Two More Staff Members Have Left Employment Minister Michaelia Cash's Office

    The minister's office said they weren't sacked.

    Two more staff members have left employment minister Michaelia Cash's office, bringing the total since October to four.

    In the last month chief of staff Ben Davies and media adviser Andrew Hudgson have both left the minister's office.

    BuzzFeed News understands that Hudgson was told he wouldn't be kept on following the December reshuffle that saw Cash add jobs and innovation to her ministerial portfolios. (With each promotion or demotion ministers are able to make staff changes). His role as assistant media adviser will be filled in due course.

    Hudgson worked alongside former senior media adviser David De Garis, who resigned in the wake of BuzzFeed News' revelations in October that media outlets had been tipped off about the Australian Federal Police (AFP) raids on the offices of the Australian Workers' Union (AWU).

    It's understood Davies took a voluntary redundancy after the reshuffle for family reasons, citing the difficulty of working between Perth and Canberra.

    Senior adviser Simon Berger resigned from Cash's office in November, after working in parliament for nearly four years. He subsequently took a job as the deputy director of the federal Liberal Party.

    Cash's office did not answer BuzzFeed News' questions about the staff changes, but a spokesperson from the government said that "no staff have been dismissed".

    The AWU Sydney and Melbourne offices were raided by the AFP on the behalf of the Registered Organisations Commission (ROC) in late October. The raids were made as part of an investigation into donations by the union over a decade ago when it was led by current Labor leader Bill Shorten.

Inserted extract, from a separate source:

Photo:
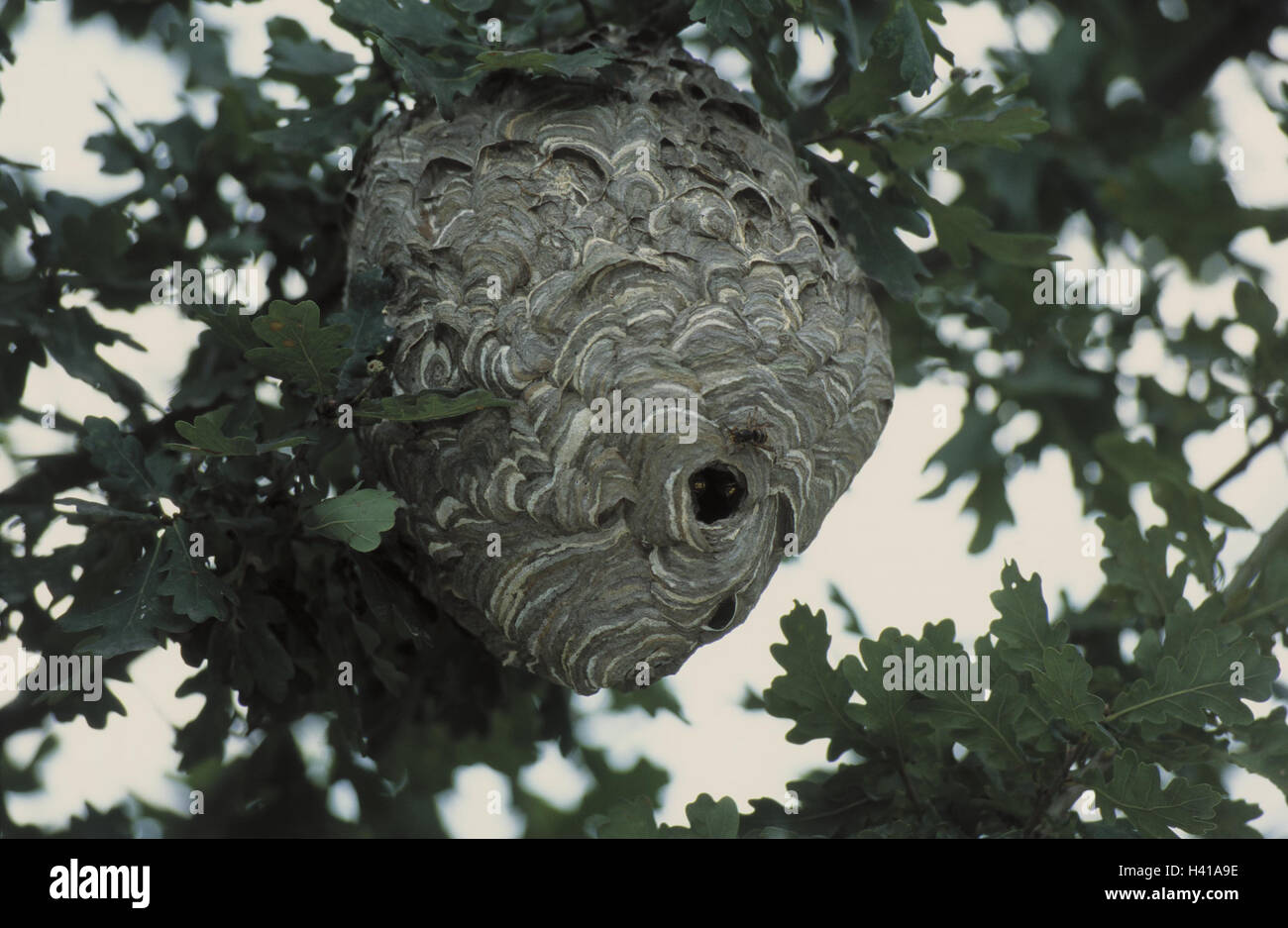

    Before the story was published, Cash denied five times to Senate Estimates that she or her staff members had informed the media of the raid. After the story was published, however, Cash changed her tune.

    The AFP told BuzzFeed News the investigation into the leaks is ongoing.

    Cash has refused to answer questions about the scandal since the AFP investigation began in October, telling a Senate committee any answers would be sub judice.

    However Labor's shadow minister for employment and workplace relations Brendan O'Connor told BuzzFeed News that Cash should explain what occurred in her office and "not hide behind claims of public interest immunity".

    Cash is also using the current AFP investigation to block freedom of information requests to release communication that would confirm exactly what she and her staff knew about the raids, when they knew it, and who they told.

    The AWU requested any correspondence between Cash, her office and the ROC, in addition to any correspondence between the minister and relevant staff members. This could include any text messages, emails, phone lists and other correspondence.

    The union lost its bid this week to see evidence around the tip off that sparked the raids, as part of its Federal Court case into the validity of the ROC's investigation.